La promotion de la compétition au CAS est souvent décriée. Comment la défendre ?

On nous reproche de dépenser trop d’argent pour si peu de monde. Mais c’est notre vitrine auprès des jeunes, notre image de marque en tant qu’association sportive. Comme il est difficile pour les sections d’organiser des compétitions, c’est là que l’Association centrale peut apporter un plus, en complément à l’offre des sections. Le projet « Alpinisme de haut niveau » va dans le même sens. Il permet d’avoir des jeunes autonomes qui transmettent à leur tour leur passion et leurs connaissances à d’autres jeunes. C’est un investissement à long terme.

Le sondage des membres paru en 2011 montre pourtant que les opposants à la compétition au CAS sont majoritairement des jeunes membres. Qu’en penser ?

C’est juste, les membres de moins de 50 ans étaient les plus nombreux parmi la minorité réticente aux sports de compétition. Ce résultat nous a beaucoup étonnés au sein du CC. Mais le vote des présidents en juin 2011 a finalement montré qu’une majorité de sections tenaient à la création de centres régionaux pour l’entraînement des jeunes grimpeurs.

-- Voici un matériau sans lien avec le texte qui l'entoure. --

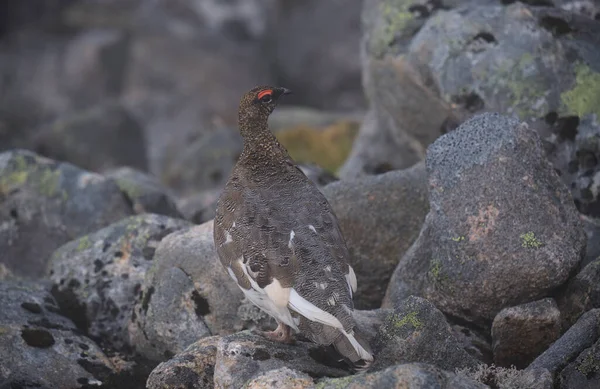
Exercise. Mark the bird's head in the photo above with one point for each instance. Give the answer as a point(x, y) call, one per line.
point(259, 102)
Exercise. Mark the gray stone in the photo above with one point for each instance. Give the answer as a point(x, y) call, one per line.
point(97, 278)
point(187, 295)
point(583, 334)
point(489, 240)
point(417, 332)
point(521, 333)
point(581, 294)
point(49, 203)
point(41, 348)
point(99, 138)
point(409, 376)
point(191, 369)
point(380, 217)
point(146, 193)
point(583, 372)
point(244, 356)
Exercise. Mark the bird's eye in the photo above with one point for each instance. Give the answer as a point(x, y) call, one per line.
point(266, 96)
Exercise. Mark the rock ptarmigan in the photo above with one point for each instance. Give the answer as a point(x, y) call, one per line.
point(279, 240)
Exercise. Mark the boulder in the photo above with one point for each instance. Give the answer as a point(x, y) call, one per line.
point(41, 348)
point(244, 356)
point(145, 192)
point(521, 333)
point(409, 376)
point(50, 203)
point(96, 139)
point(187, 295)
point(582, 335)
point(490, 239)
point(380, 217)
point(97, 278)
point(417, 332)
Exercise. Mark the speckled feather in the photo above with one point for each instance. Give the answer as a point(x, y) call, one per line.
point(273, 225)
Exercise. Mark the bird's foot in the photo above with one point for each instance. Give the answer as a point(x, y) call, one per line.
point(282, 334)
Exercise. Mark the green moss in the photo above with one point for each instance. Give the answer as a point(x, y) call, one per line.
point(410, 318)
point(584, 97)
point(528, 240)
point(84, 243)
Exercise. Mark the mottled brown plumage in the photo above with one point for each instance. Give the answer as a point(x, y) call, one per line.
point(278, 238)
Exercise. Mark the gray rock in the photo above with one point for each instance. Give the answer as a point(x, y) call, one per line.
point(145, 192)
point(583, 334)
point(327, 57)
point(281, 378)
point(380, 218)
point(521, 333)
point(244, 356)
point(99, 138)
point(417, 332)
point(49, 203)
point(187, 295)
point(489, 240)
point(193, 368)
point(97, 278)
point(409, 376)
point(584, 371)
point(581, 294)
point(41, 348)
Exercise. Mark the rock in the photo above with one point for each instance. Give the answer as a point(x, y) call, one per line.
point(281, 378)
point(145, 192)
point(187, 295)
point(328, 56)
point(410, 376)
point(193, 368)
point(417, 332)
point(380, 217)
point(583, 371)
point(583, 334)
point(49, 203)
point(41, 348)
point(201, 207)
point(97, 278)
point(489, 240)
point(521, 333)
point(244, 356)
point(581, 294)
point(204, 164)
point(96, 139)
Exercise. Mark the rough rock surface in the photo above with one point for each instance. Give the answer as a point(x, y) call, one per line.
point(193, 368)
point(581, 294)
point(380, 218)
point(97, 278)
point(584, 371)
point(409, 376)
point(187, 295)
point(521, 333)
point(583, 334)
point(417, 332)
point(100, 138)
point(39, 347)
point(49, 203)
point(490, 239)
point(145, 192)
point(244, 356)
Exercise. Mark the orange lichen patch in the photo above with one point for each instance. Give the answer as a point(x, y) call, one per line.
point(482, 224)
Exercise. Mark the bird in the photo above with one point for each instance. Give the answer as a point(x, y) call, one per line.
point(278, 238)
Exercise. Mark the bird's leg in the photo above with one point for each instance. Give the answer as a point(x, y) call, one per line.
point(283, 333)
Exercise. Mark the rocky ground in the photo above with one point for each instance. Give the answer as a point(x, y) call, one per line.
point(458, 143)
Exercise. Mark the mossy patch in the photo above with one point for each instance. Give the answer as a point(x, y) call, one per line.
point(327, 147)
point(584, 97)
point(528, 240)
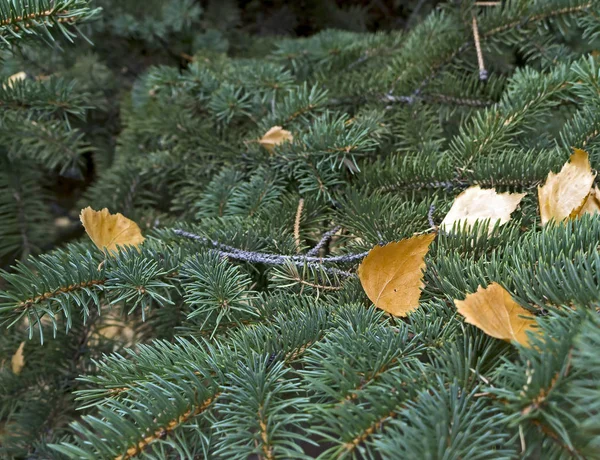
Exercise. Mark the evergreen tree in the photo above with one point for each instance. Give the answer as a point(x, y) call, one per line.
point(240, 328)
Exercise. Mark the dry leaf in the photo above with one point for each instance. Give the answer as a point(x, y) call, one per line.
point(275, 136)
point(108, 231)
point(478, 204)
point(592, 203)
point(13, 78)
point(494, 311)
point(392, 275)
point(564, 194)
point(18, 360)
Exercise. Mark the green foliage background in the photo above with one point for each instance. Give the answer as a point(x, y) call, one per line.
point(228, 335)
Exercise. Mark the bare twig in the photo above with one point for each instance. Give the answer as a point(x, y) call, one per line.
point(297, 224)
point(482, 71)
point(324, 240)
point(277, 259)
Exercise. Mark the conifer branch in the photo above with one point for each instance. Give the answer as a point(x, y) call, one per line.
point(163, 431)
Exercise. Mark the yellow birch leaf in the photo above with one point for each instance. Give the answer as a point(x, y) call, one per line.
point(13, 78)
point(494, 311)
point(18, 360)
point(563, 194)
point(592, 203)
point(392, 275)
point(476, 203)
point(275, 136)
point(108, 231)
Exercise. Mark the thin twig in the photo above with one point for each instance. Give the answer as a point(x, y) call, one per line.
point(297, 224)
point(482, 71)
point(430, 217)
point(277, 259)
point(324, 240)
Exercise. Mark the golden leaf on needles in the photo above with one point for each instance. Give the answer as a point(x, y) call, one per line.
point(592, 203)
point(13, 78)
point(18, 360)
point(275, 136)
point(476, 203)
point(392, 275)
point(564, 194)
point(108, 231)
point(494, 311)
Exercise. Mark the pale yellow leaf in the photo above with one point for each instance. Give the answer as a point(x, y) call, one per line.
point(494, 311)
point(392, 275)
point(563, 194)
point(592, 203)
point(13, 78)
point(18, 360)
point(108, 231)
point(476, 203)
point(275, 136)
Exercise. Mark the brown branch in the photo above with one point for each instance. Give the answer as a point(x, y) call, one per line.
point(166, 429)
point(480, 63)
point(297, 224)
point(372, 428)
point(63, 290)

Comment réagissez-vous en tant que femme à la suppression dès 2013 des cours centraux réservés aux femmes ?

Le principe d’avoir des activités réservées aux femmes ne me plaît guère. D’ailleurs, la demande a été faible, raison pour laquelle ils seront supprimés. Je trouve réducteur de séparer les femmes des hommes. Il s’agit plutôt de montrer aux femmes qu’elles ont la capacité de se mêler aux hommes dans les sports de montagne.

Comment voyez-vous l’avenir du CAS ?

Il faut continuer dans la même ligne. Le bénévolat a été mis en évidence en 2011. Il sera l’un des grands défis futurs du CAS. La société change, l’offre de loisirs est de plus en plus variée, et l’on est de moins en moins prêt à prendre du temps pour s’investir gratuitement pour une société. De plus, tout devient plus complexe. Tout est de plus en plus surveillé. Les comptes, par exemple, doivent être tenus de manière de plus en plus professionnelle.

Que diriez-vous de professionnaliser certaines tâches dans les sections ?

J’espère qu’on puisse l’éviter le plus possible. Avec la professionnalisation, l’esprit de camaraderie perd un peu de son charme. Mais les charges deviennent lourdes et complexes pour les grandes sections. La question peut se poser pour certains postes, comme le secrétariat ou la comptabilité.

Comment l’éviter ?

Cela n’est peut-être pas évitable pour les grandes sections. Au-delà d’un certain nombre de membres, une organisation professionnelle s’impose. Mais en même temps, l’aspect convivial disparaît. Allez chercher un membre pour une fonction, sans convivialité, lorsque les gens ne se connaissent plus entre eux ! J’ai déjà vu dans certains bulletins de sections des annonces « professionnelles » pour trouver des collaborateurs. Mais les gens préfèrent le contact direct aux annonces.

Avant son départ du CC, Catherine Borel avait souhaité que le prochain président central élu soit romand, et si possible une femme (voir Les Alpes 5/2010). Pourra-t-on compter sur vous ?

Il y a bien des chances. Nous en avons déjà parlé au sein du CC, mais rien n’est définitif pour l’instant.